Debora Di Caprio , Sofia Sironi , Fan-Yun Lan , Ramin Rostamkhani
The retention of nurses and physicians in Hospitals is a global problem affecting the healthcare system worldwide. This study focuses on the healthcare workforce retention problem considering the current situation in Taiwan. Healthcare staff in Taiwan are undergoing a critical phase, with an increasing number of experienced workers leaving their job to go to work for private organizations or as freelancers. We develop a data-driven four-phase methodology based on the design of a satisfaction index that allows to rank different groups of employees against a given set of criteria. First, criteria are identified and clustered to describe different job dimensions (phase 1). Hence, subjective evaluations of the criteria are collected from healthcare workers while experts provide pairwise comparisons among them (phase 2). An adjusted analytic hierarchy process (AHP) is used to weight the job dimensions and the criteria within each job dimension (phase 3). Finally, the satisfaction index is formalized and computed for different groups of employees (phase 4). The methodology has been implemented with data collected from healthcare workers employed in three healthcare institutions in Northern Taiwan. The proposed index represents a novel decision support tool for managers and policy makers in designing intervention strategies able to address different needs of different groups of employees. Besides, it allows for innovative applications to quality management (QM) by extending the standard QM approach to hospitals and healthcare centers far beyond the common focus on patients' satisfaction. Finally, the mathematical formulation of the index is very flexible and allows for applications to any employment sector through a variety of analyses based on different categorizations of the workers.

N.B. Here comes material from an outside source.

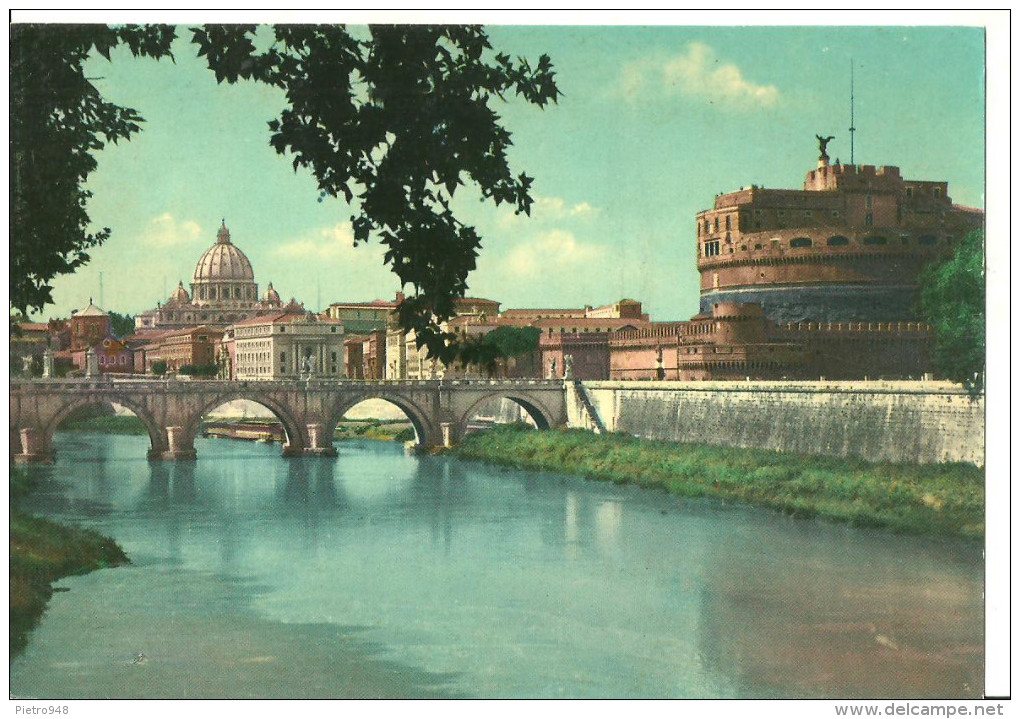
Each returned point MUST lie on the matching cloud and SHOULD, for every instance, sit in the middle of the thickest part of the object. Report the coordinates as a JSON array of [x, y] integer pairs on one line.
[[555, 249], [327, 244], [549, 209], [699, 73], [165, 230]]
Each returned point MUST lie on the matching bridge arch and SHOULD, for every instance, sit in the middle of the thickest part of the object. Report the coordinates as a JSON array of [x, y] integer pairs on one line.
[[294, 431], [157, 438], [542, 415], [424, 428]]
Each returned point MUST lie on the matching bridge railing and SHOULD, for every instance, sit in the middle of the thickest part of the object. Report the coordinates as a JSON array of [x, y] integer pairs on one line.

护士和医生在医院的保留是一个全球性的问题,影响全球医疗保健系统。本研究针对目前台湾医疗保健人力保留问题进行研究。台湾的医护人员正处于一个关键阶段,越来越多有经验的医护人员离开工作岗位,去私人机构工作或成为自由职业者。我们开发了一种基于满意度指数设计的数据驱动的四阶段方法,该指数允许根据给定的一组标准对不同组的员工进行排名。首先,确定标准并将其聚类以描述不同的工作维度(阶段1)。因此,从卫生保健工作者那里收集对标准的主观评价,而专家在他们之间进行两两比较(阶段2)。采用调整后的层次分析法(AHP)对工作维度和每个工作维度内的标准进行加权(阶段3)。最后,对不同员工群体的满意度指数进行形式化和计算(阶段4)。本研究以台湾北部三所医疗机构的医护人员为研究对象。该指标为管理者和政策制定者设计干预策略提供了一种新的决策支持工具,能够满足不同员工群体的不同需求。此外,通过将标准质量管理方法扩展到医院和医疗保健中心,它允许质量管理(QM)的创新应用程序,远远超出了对患者满意度的通常关注。最后,该指数的数学公式非常灵活,并允许通过基于不同类别的工人的各种分析应用于任何就业部门。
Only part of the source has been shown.